The company also raised its 2023 revenue guidance to a range of $3.1 billion-$3.2 billion, up from a range of $2.9 billion-$3.1 billion. That’s a closely watched part of the DraftKings business as investors wait for the company’s first profitable quarter. DraftKings has previously said it expects to be adjusted EBITDA positive in 2024, which would be a first since its founding in 2012.
The other half of the profitability calculation is the company’s expenses, which drew new scrutiny in the last few months regarding compensation and other costs accrued by DraftKings C-suite executives. As an example, a recent company filing detailed $969,000 in security costs and $975,000 in private airplane travel last year for CEO Jason Robins.
DraftKings’ marketing spend is another cost closely watched by investors. Most U.S. sportsbooks continue to run quarterly losses because of the high cost of customer acquisition and the launch of new states. For its part, DraftKings has historically been more aggressive than many of its peers regarding marketing—it was the only major sportsbook to increase its spending on digital ads surrounding the Super Bowl earlier this year, according to data from Eilers & Krejcik.

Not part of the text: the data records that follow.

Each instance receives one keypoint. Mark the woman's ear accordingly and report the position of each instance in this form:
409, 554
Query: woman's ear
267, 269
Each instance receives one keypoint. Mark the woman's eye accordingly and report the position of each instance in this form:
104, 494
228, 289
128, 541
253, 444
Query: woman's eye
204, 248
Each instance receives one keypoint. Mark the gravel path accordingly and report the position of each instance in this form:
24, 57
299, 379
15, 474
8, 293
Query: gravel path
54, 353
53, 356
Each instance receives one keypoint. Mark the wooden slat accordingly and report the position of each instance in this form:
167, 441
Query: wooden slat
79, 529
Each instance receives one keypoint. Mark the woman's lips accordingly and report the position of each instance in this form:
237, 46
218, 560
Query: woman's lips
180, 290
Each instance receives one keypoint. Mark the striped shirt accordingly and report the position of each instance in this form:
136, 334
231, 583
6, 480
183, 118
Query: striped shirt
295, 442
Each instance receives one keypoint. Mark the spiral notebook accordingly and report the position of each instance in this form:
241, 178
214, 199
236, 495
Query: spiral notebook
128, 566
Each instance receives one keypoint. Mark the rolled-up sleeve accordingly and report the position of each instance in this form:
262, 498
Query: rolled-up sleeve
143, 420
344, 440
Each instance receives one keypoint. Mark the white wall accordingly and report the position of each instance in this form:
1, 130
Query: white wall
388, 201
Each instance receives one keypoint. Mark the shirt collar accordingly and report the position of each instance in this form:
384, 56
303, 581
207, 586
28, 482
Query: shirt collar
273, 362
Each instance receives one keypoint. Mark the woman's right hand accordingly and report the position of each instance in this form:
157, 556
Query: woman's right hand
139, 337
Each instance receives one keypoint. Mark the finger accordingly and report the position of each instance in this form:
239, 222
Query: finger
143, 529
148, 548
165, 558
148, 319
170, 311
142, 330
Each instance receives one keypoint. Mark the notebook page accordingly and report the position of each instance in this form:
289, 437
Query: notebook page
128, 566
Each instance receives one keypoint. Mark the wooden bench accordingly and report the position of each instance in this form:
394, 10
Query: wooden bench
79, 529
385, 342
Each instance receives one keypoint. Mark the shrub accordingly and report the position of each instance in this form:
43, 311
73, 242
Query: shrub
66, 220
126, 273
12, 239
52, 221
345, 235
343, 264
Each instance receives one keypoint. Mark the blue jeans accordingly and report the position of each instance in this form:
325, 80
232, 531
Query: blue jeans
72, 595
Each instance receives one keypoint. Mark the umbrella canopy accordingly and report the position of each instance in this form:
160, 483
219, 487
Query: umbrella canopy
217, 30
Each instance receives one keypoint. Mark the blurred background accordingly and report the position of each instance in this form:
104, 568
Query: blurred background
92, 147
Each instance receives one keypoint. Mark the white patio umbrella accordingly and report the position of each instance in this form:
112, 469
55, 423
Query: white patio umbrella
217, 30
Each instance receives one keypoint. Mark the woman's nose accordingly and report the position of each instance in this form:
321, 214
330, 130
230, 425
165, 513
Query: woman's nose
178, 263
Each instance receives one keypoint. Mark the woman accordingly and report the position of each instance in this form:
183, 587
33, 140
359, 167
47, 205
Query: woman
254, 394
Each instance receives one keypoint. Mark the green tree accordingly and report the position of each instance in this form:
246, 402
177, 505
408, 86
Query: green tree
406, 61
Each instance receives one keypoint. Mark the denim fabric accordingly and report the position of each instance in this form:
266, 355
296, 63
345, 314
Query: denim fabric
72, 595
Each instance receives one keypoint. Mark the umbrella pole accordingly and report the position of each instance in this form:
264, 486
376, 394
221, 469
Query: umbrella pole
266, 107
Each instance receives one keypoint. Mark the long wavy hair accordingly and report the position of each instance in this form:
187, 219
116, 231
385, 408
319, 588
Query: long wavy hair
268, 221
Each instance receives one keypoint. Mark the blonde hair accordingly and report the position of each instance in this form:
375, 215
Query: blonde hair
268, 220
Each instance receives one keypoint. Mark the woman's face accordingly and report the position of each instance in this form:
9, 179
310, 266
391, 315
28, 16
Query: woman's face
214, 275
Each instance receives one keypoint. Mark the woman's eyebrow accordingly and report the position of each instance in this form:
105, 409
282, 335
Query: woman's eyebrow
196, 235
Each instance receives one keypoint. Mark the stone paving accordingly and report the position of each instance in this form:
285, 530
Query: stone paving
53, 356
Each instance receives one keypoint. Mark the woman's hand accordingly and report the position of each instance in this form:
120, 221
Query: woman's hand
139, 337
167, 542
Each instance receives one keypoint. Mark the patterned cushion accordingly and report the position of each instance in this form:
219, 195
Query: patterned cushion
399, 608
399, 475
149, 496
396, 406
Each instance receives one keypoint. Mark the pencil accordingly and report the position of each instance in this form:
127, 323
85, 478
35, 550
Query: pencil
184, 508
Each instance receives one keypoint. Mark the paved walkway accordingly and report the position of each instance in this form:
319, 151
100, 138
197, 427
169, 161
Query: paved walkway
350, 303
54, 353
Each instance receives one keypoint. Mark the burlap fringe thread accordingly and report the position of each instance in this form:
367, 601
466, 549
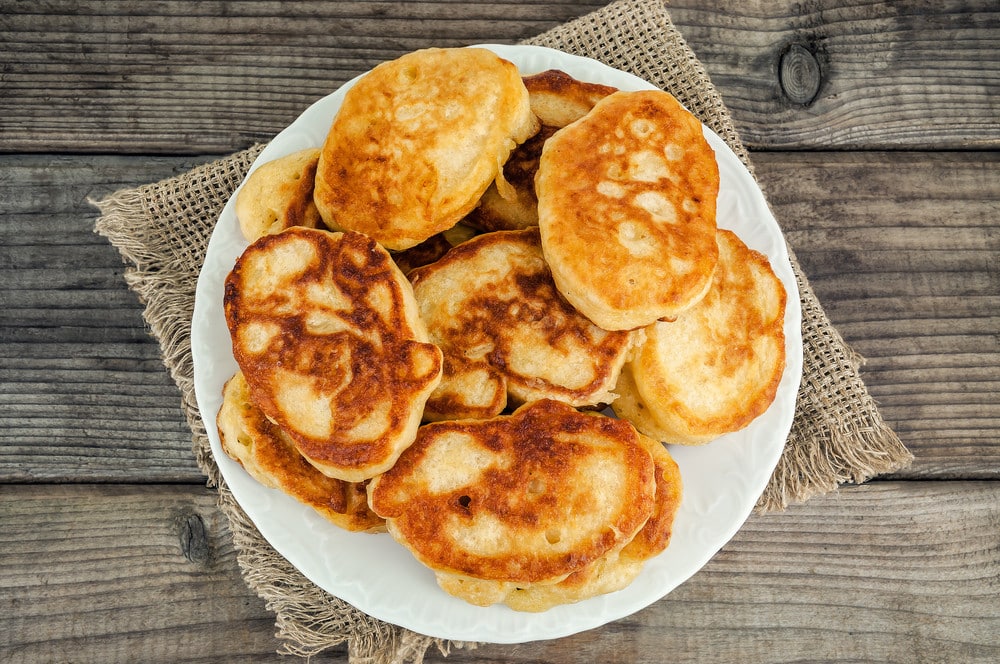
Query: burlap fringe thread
163, 230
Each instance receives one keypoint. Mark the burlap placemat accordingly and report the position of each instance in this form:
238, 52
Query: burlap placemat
162, 230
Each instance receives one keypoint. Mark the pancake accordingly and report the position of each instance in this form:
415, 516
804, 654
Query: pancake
418, 140
491, 306
626, 206
616, 570
326, 330
518, 499
278, 195
557, 99
267, 454
433, 248
717, 367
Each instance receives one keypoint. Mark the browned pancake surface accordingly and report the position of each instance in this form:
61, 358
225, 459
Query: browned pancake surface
491, 306
627, 203
617, 569
326, 331
557, 99
279, 195
717, 367
267, 454
418, 140
525, 498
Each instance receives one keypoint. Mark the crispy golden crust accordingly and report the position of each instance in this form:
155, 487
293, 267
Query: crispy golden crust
557, 99
524, 498
717, 367
491, 306
626, 205
615, 570
267, 454
418, 140
327, 333
279, 195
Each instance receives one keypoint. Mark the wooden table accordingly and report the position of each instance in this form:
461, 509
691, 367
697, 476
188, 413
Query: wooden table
875, 130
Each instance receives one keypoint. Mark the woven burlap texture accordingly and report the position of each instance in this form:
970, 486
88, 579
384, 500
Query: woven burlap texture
162, 230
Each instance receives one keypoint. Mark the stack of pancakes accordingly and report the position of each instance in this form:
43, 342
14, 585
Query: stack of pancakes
438, 304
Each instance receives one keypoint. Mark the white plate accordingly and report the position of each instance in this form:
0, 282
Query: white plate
722, 480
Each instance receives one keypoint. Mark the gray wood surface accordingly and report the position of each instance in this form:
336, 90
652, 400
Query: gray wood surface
875, 130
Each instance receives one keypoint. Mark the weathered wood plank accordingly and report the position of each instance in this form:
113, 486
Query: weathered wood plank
885, 572
83, 392
188, 77
118, 573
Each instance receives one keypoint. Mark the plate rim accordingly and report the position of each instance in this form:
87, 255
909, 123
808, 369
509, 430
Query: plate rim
489, 624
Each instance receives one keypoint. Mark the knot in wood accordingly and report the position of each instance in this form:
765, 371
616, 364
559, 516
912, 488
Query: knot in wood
799, 74
194, 539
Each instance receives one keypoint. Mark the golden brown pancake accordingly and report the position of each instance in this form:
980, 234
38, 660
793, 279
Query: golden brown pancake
326, 330
518, 499
491, 306
267, 454
418, 140
278, 195
432, 249
616, 570
557, 99
717, 367
626, 206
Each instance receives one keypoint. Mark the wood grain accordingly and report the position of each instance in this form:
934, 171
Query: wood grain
901, 248
903, 251
99, 574
192, 77
879, 573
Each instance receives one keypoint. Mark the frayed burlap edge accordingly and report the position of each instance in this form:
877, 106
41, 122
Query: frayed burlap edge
837, 436
162, 230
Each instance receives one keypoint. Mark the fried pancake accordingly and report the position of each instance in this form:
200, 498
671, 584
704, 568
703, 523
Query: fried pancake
433, 248
626, 206
717, 367
557, 99
518, 499
326, 330
491, 306
267, 454
278, 195
418, 140
616, 570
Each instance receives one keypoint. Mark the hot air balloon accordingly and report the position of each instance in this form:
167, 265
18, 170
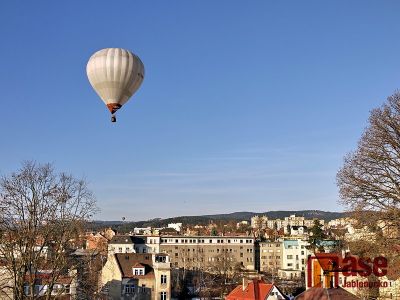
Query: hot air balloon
115, 74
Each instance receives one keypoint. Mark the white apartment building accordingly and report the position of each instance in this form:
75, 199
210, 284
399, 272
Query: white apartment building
193, 251
294, 256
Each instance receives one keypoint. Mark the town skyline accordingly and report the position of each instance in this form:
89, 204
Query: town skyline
257, 115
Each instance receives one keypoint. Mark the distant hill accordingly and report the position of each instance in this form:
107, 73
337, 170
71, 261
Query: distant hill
236, 216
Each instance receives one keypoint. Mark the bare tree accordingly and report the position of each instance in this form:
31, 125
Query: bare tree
40, 212
369, 181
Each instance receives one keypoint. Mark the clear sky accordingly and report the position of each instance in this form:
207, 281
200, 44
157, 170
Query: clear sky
245, 105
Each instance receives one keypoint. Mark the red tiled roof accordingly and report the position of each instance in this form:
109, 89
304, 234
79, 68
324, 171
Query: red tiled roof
127, 261
319, 293
256, 289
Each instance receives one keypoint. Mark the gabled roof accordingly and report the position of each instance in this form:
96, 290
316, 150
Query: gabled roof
255, 289
326, 294
128, 261
126, 239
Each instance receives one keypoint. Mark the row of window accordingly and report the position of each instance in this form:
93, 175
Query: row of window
210, 241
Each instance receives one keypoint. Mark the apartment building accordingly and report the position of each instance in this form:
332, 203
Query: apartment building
142, 276
271, 256
201, 251
127, 244
285, 223
294, 258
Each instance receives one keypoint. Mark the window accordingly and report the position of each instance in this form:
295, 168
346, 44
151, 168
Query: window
67, 289
138, 271
163, 279
129, 289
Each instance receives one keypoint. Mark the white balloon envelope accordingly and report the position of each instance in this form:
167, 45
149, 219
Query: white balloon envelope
115, 74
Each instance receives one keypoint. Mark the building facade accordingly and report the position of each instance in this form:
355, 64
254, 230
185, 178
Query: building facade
141, 276
201, 251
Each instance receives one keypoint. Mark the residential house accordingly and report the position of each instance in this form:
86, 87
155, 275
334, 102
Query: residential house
256, 289
141, 276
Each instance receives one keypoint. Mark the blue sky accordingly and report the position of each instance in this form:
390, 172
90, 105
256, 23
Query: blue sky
244, 106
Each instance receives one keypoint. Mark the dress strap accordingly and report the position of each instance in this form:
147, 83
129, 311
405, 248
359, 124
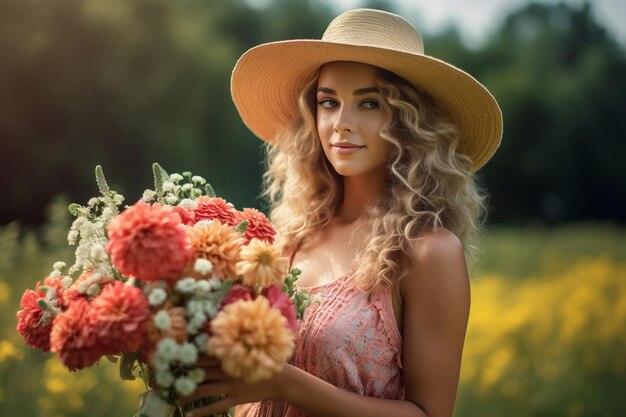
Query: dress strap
292, 253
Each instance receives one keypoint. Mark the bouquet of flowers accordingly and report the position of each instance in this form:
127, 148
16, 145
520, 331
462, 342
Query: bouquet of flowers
179, 274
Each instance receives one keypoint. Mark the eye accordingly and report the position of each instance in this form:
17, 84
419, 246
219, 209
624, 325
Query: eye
327, 103
370, 104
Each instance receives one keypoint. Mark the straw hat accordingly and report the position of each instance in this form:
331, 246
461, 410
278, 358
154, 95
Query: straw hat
268, 79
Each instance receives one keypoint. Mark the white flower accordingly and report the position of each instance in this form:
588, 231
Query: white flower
196, 375
215, 283
148, 195
107, 215
167, 349
168, 186
164, 378
210, 308
184, 386
187, 354
201, 341
194, 306
59, 265
176, 177
162, 320
203, 266
186, 285
198, 179
93, 290
187, 203
157, 296
160, 364
97, 252
171, 199
72, 237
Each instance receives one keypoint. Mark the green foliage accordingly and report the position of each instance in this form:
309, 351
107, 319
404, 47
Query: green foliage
123, 84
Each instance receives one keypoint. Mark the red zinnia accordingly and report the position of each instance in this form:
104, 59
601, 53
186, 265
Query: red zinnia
31, 324
280, 300
119, 315
187, 216
235, 293
259, 226
208, 208
148, 242
73, 339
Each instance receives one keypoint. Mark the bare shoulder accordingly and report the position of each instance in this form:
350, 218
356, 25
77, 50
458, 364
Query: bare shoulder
436, 300
438, 267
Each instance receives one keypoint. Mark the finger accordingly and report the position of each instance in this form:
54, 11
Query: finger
212, 389
216, 373
217, 407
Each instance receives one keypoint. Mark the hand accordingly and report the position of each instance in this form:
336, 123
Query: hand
235, 390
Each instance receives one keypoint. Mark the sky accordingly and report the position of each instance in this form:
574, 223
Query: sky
477, 19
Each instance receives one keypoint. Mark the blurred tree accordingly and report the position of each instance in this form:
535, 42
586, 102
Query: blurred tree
559, 79
124, 84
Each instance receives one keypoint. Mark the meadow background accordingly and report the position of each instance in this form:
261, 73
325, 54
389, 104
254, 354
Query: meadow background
124, 84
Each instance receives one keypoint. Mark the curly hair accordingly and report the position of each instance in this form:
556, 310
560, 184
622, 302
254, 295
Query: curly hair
430, 184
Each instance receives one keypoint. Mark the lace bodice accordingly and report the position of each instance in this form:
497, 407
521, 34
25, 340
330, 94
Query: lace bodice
348, 341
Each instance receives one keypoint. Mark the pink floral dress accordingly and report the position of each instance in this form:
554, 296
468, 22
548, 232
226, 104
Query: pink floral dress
348, 341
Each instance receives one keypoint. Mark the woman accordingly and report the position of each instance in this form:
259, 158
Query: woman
370, 175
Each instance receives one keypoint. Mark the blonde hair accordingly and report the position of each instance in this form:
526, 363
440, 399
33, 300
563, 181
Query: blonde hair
430, 184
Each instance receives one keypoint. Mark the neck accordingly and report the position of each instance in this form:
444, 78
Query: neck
359, 192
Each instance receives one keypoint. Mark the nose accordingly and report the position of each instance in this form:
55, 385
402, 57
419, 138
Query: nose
344, 121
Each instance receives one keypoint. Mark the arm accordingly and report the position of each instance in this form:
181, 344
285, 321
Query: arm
435, 311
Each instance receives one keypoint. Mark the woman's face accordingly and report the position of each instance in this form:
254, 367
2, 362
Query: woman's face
349, 118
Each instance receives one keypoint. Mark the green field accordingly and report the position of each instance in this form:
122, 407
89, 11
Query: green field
546, 335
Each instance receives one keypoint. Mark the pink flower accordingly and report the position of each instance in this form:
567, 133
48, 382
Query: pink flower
118, 316
148, 242
235, 293
280, 300
187, 216
73, 339
208, 208
32, 322
259, 226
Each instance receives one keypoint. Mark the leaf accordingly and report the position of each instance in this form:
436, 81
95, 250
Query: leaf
127, 364
157, 171
209, 190
74, 209
102, 184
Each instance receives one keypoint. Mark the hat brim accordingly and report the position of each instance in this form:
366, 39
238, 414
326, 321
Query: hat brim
268, 79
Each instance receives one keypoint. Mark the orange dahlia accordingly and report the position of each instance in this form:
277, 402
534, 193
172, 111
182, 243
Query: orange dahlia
251, 339
259, 226
261, 264
33, 323
217, 242
216, 208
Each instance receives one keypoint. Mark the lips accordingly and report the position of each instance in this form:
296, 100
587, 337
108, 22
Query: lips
345, 145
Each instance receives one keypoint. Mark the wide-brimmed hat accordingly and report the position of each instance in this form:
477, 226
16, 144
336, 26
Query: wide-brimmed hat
268, 79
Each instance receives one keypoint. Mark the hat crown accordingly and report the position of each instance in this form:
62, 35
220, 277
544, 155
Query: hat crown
375, 28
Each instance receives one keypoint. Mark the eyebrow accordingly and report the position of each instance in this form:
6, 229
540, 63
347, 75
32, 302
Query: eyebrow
358, 92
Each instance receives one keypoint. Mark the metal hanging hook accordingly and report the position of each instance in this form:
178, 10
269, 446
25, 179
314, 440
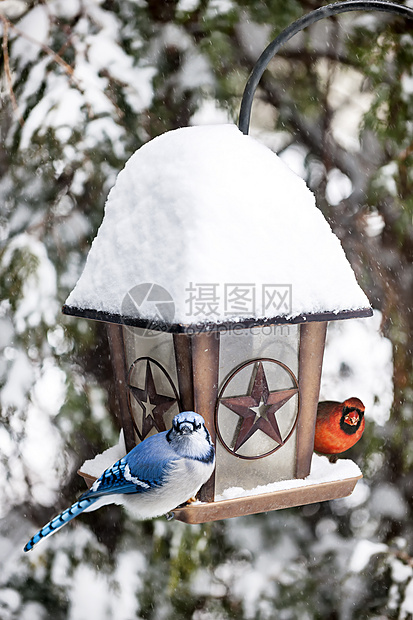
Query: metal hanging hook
297, 26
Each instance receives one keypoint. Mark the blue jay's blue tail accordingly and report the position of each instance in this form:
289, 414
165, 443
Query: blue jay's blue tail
61, 520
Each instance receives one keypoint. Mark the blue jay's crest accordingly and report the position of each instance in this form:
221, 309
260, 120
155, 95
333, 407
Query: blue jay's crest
160, 473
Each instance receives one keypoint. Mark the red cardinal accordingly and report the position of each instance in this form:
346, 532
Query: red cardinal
338, 426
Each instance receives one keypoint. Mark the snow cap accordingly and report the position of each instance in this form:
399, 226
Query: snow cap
207, 226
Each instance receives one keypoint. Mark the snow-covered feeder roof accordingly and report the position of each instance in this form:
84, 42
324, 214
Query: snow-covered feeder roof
227, 232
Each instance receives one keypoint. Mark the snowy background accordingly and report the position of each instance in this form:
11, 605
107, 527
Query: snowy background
86, 83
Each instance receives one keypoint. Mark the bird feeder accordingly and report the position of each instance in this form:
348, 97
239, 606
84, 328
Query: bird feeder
216, 275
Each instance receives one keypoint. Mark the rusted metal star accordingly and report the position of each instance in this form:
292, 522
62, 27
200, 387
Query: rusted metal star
258, 409
153, 405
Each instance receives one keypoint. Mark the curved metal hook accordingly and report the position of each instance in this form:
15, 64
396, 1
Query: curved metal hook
300, 24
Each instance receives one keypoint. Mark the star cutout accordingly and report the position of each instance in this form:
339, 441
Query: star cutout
153, 405
257, 409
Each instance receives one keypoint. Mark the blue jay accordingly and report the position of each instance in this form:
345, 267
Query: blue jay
160, 473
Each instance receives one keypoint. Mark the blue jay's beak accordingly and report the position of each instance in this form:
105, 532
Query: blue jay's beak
186, 427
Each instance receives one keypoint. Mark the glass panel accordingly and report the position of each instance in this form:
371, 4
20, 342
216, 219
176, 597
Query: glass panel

The company’s “sales and marketing” costs for the quarter were $389 million, up from $322 million in the first quarter of 2022. For reference, its “sales and marketing” costs in the fourth quarter, which includes the bulk of the NFL and college football seasons, was $345 million.
DraftKings’ quarterly reports also provide an update on the size of its customer base. The company had 2.8 million average monthly users in the quarter, up 40% from Q1 2022 (2.0 million) and 60% from Q1 2021 (1.5 million). Average revenue among those users was $92, up from $67 in Q1 2022.
These numbers—like most of the company’s year-over-year comparisons—should be taken with a grain of salt. As sports betting and iGaming moves state by state across the U.S., the size of DraftKings’ geographical footprint (and the maturity of each market) changes with each quarter.